Every mature market experiences rising competition that carves off specialized pieces of the leaders’ established footprint. It’s how Southwest, JetBlue and others brought the major traditional airlines to their knees (and bankruptcy). For social networking leaders, the great fracture is upon them. Those of us on the front line are left to pick networks and tools.
Facebook has run away with the race. Twitter, LinkedIn, and a host of smaller social networks have taken their seats behind the leader. Yet as time continues, more and more niche networks like Tumblr, Instagram, shiny object du jour Pinterest, Reddit and others carve off their piece of the pie.
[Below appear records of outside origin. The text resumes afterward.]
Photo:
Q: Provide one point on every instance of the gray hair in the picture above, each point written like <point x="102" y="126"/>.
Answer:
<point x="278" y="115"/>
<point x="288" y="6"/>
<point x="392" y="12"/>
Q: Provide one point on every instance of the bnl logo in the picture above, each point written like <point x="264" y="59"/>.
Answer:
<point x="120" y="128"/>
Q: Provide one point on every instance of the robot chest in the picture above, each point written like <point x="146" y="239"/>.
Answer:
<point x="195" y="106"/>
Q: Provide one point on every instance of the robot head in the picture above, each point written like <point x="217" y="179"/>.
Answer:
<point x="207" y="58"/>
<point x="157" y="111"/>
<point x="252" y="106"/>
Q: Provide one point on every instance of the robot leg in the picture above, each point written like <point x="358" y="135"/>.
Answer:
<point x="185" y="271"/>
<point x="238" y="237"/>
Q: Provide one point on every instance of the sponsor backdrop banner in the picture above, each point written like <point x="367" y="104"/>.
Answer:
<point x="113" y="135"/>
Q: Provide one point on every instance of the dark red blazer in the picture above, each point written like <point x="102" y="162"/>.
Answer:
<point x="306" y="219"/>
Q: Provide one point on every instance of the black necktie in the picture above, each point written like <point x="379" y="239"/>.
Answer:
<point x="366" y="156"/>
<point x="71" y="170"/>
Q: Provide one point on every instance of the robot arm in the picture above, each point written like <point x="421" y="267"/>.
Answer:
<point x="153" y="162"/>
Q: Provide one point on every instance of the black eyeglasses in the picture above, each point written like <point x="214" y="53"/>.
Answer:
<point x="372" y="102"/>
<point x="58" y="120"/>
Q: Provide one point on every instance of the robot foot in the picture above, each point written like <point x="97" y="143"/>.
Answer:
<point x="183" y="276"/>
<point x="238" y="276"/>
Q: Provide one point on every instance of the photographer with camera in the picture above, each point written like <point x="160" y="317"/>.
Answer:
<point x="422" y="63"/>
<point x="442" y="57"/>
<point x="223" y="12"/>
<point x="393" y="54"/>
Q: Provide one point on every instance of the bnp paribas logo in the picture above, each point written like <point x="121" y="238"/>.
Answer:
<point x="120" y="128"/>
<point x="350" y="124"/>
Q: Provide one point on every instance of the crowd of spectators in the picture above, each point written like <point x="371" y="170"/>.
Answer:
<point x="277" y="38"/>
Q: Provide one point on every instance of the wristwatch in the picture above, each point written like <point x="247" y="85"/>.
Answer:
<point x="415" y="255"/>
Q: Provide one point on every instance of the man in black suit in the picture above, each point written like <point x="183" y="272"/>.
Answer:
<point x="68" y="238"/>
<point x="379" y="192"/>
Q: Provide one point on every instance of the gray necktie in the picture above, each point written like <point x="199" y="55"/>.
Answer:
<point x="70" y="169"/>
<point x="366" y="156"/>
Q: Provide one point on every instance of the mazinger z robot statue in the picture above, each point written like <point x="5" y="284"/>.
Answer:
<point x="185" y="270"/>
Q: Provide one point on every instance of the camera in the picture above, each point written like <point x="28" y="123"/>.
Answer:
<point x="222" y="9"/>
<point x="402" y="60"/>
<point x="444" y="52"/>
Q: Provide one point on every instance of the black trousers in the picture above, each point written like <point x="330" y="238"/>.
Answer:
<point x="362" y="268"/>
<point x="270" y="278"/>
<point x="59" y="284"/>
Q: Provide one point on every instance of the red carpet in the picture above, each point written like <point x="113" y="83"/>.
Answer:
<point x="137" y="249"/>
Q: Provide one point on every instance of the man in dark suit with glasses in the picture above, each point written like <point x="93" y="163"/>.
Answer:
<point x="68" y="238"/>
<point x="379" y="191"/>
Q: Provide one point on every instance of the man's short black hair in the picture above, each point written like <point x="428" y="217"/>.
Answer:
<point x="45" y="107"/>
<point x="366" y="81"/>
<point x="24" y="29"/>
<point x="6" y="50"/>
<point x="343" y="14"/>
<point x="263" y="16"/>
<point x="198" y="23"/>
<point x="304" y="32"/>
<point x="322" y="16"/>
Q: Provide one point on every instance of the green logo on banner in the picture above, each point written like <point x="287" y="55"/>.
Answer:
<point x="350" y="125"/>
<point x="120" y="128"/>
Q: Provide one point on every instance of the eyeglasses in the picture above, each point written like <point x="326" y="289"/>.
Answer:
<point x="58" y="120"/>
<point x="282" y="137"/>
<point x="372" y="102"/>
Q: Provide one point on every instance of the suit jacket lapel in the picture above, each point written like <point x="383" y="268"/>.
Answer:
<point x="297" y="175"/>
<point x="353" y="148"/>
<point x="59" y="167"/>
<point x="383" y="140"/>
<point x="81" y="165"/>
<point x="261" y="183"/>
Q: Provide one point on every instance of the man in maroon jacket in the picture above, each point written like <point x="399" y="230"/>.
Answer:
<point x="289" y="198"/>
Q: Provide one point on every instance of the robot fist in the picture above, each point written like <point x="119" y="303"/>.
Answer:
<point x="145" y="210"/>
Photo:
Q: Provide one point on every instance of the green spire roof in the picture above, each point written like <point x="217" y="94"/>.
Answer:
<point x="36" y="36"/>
The phenomena of so many social media choices has moved from creating to social media fatigue for the most faithful to full-on overload. Even the most tech savvy people find themselves making tough choices.
Social Media’s Parallel with Cable TV
Television broadcast networks ABC, CBS and NBC once had a similar lock on television programming. Then cable TV became a serious competitor in the 70s. The FCC mandated that cable TV providers have 20 or more channels in 1976, which began the great broadcast fracture. The rest is history with cable systems now offering hundreds of channels, fracturing viewers by every demographic and interest type imaginable.
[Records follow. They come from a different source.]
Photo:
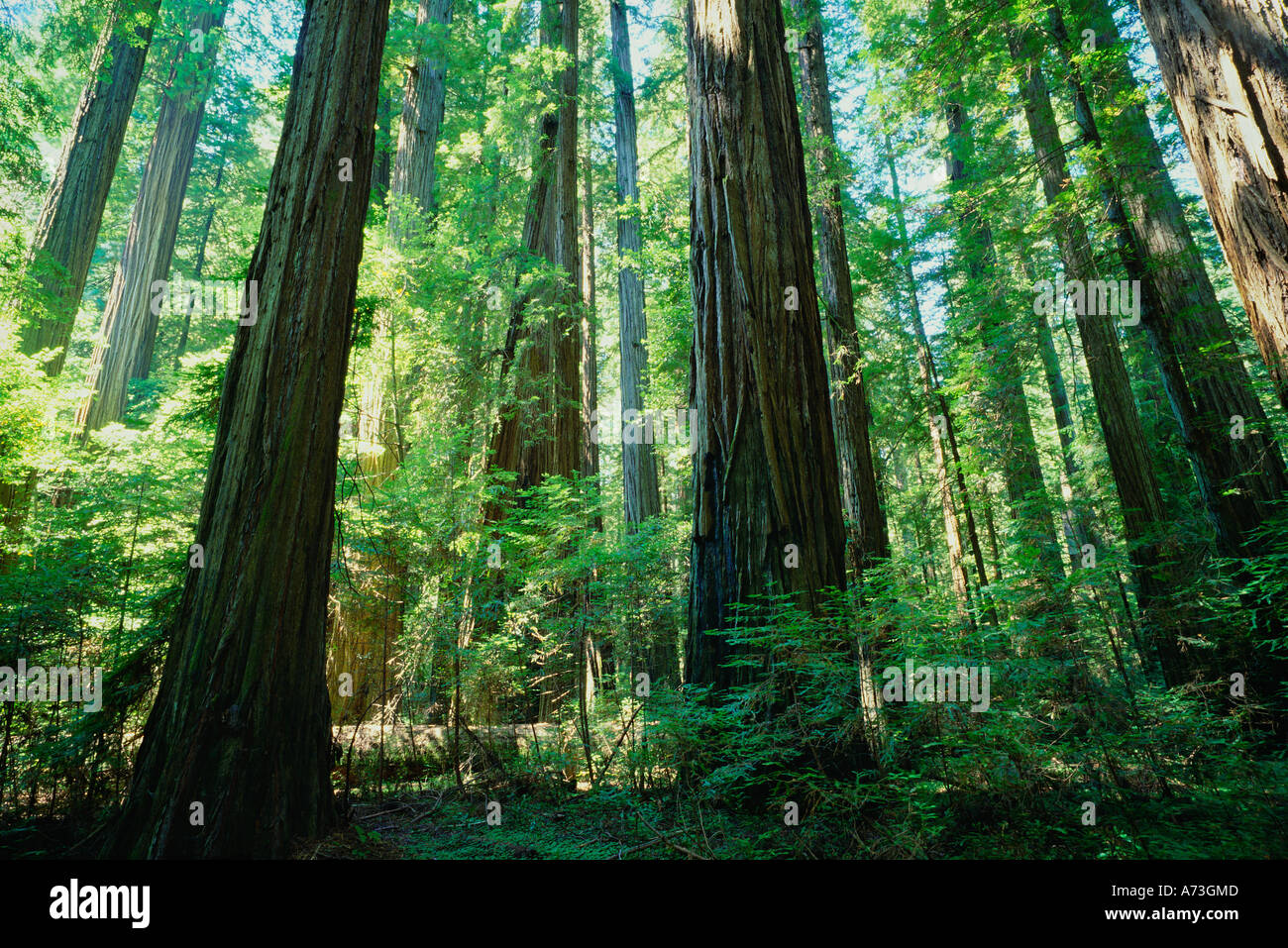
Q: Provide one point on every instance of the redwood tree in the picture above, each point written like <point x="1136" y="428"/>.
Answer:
<point x="870" y="543"/>
<point x="765" y="467"/>
<point x="73" y="209"/>
<point x="1225" y="64"/>
<point x="241" y="721"/>
<point x="129" y="325"/>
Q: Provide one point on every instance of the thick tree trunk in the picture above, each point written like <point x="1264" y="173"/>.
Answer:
<point x="241" y="723"/>
<point x="1141" y="500"/>
<point x="421" y="121"/>
<point x="765" y="468"/>
<point x="870" y="541"/>
<point x="1203" y="375"/>
<point x="1225" y="64"/>
<point x="639" y="467"/>
<point x="67" y="230"/>
<point x="938" y="414"/>
<point x="129" y="325"/>
<point x="549" y="363"/>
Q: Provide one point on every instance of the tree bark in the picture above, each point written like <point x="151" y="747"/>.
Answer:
<point x="1206" y="378"/>
<point x="870" y="541"/>
<point x="129" y="326"/>
<point x="424" y="101"/>
<point x="765" y="466"/>
<point x="67" y="230"/>
<point x="241" y="723"/>
<point x="935" y="406"/>
<point x="639" y="466"/>
<point x="1141" y="500"/>
<point x="1225" y="65"/>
Like the hundreds of cable TV channels, social media choices overwhelm the digital public. Social content channels attract increasingly narrow demographics, like photographers, HR professionals, women, or people of Scottish descent.
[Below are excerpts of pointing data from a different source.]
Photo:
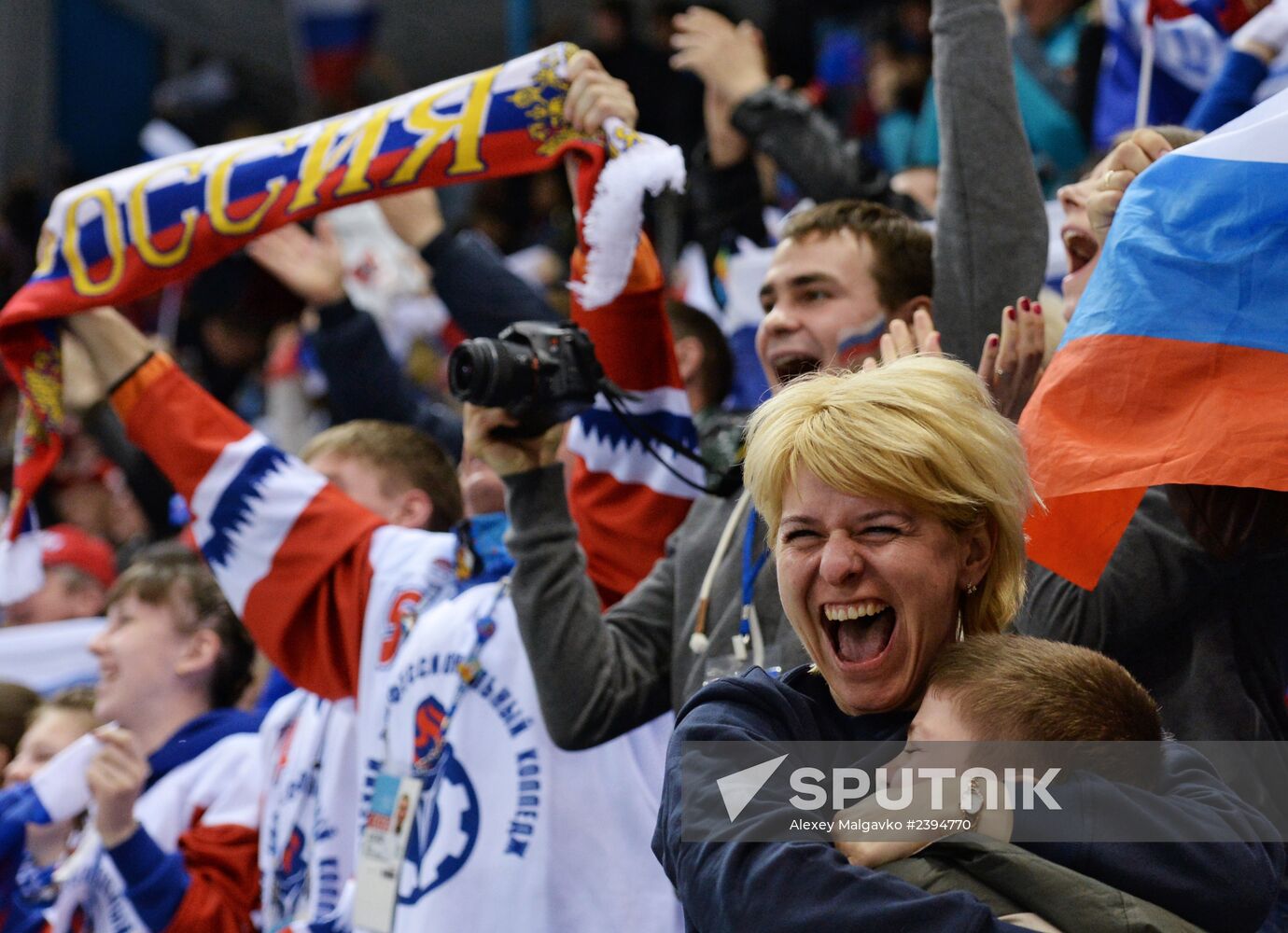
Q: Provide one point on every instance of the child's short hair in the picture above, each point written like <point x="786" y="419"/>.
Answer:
<point x="1013" y="688"/>
<point x="174" y="577"/>
<point x="17" y="704"/>
<point x="405" y="454"/>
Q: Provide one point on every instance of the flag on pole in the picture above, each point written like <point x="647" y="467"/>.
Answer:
<point x="1175" y="366"/>
<point x="334" y="39"/>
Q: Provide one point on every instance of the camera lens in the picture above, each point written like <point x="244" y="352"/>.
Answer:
<point x="490" y="372"/>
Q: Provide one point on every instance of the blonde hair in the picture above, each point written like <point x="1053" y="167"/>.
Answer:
<point x="921" y="431"/>
<point x="405" y="455"/>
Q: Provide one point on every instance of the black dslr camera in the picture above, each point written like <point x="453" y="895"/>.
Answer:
<point x="539" y="373"/>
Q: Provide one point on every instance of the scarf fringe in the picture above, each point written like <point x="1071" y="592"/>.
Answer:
<point x="616" y="216"/>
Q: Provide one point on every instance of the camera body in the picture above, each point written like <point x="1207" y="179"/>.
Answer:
<point x="539" y="373"/>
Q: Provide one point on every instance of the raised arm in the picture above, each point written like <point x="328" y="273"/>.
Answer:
<point x="290" y="552"/>
<point x="990" y="241"/>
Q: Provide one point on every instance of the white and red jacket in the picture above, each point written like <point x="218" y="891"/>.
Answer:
<point x="318" y="582"/>
<point x="308" y="825"/>
<point x="190" y="864"/>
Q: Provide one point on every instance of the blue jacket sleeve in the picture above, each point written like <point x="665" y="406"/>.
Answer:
<point x="155" y="882"/>
<point x="1230" y="94"/>
<point x="482" y="295"/>
<point x="782" y="887"/>
<point x="1211" y="842"/>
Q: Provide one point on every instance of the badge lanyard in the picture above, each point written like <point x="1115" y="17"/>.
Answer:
<point x="315" y="776"/>
<point x="751" y="567"/>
This niche oriented content approach clearly does not fit for every demographic. One size does not fit all. Fantastic niche tools to some, shiny objects to others, new entries from Quora, Empire Avenue, Google+, Klout, Tumblr, Posterous, Instagram and Pinterest have all carved off niche users in recent months and years.
These upstarts fail to capture dominant majorities. A common complaint about Google+ is its testosterone heavy user base. Pinterest suffers the exact opposite gender imbalance, an estrogen fest.
In addition to dividing stakeholders, the many content choices cause less use on main networks. A recent Gartner study showed 24 percent of social media users are using their favorite social network less often. Even more notable, 31 percent of early adopters show signs of fatigue. Some social media wonks refuse to join or participate in new technologies unless they are disruptive. Commenting is also generally down.
Meanwhile ubernetwork Facebook is experiencing a new exodus of people leaving for other less demanding venues or to simply not social network. And on the other hand, Google+ gets new members like hot cakes, but can’t seem to keep them engaged.
Can’t Be All Things
For some reason, I just don’t enjoy Pinterest.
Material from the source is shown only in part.